You could probably avoid some cognitive dissonance for some readers by replacing "MeasurementTask" with something else ("MetricReportingTask"?) here. (And this is out of scope, but I think we'll want to rename lsst.verify.Measurement itself before using it more broadly).
Yes, I've found the term "Measurement" to be confusing to other members of the AP group. MetricReportingTask sounds a bit odd (to me, "reporting" suggests SQuaSH upload); perhaps ComputeMetricsTask?
My preferred way to deal with this would just be to add any information necessary for metrics to the task metadata.
I can add mention of metadata as a possible solution, but I'm not convinced that it's the best one. In particular, metadata doesn't handle auxiliary information (notes and especially extras) very well.
I do think this means we'd need to start thinking of the metadata keys provided by Tasks (or subtask slots) as part of their documented public interface, but I think that's broadly true of any the metadata-based architectures you've proposed.
I'd go farther and say that metadata must be considered part of a task's API, whether or not we need it for metrics. It is impossible to do anything useful with metadata if you don't know what keys to expect and what each means.

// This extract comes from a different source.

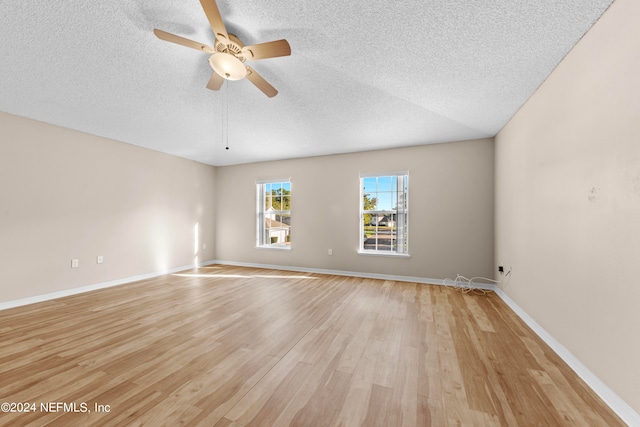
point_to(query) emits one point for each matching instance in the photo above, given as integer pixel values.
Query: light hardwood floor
(231, 346)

I think the fact that value is useful for a metric is an indication that it's the sort of thing we ought to include in the metadata anyway.
I think part of the mitigation is that we should prefer algorithmic-agnostic metrics whenever possible (after all, our requirements are algorithm-agnostic)... It might be worth thinking about whether algorithm-specific quantities are consumed in a manner similar enough to standard metrics to be worth using the verify classes at all.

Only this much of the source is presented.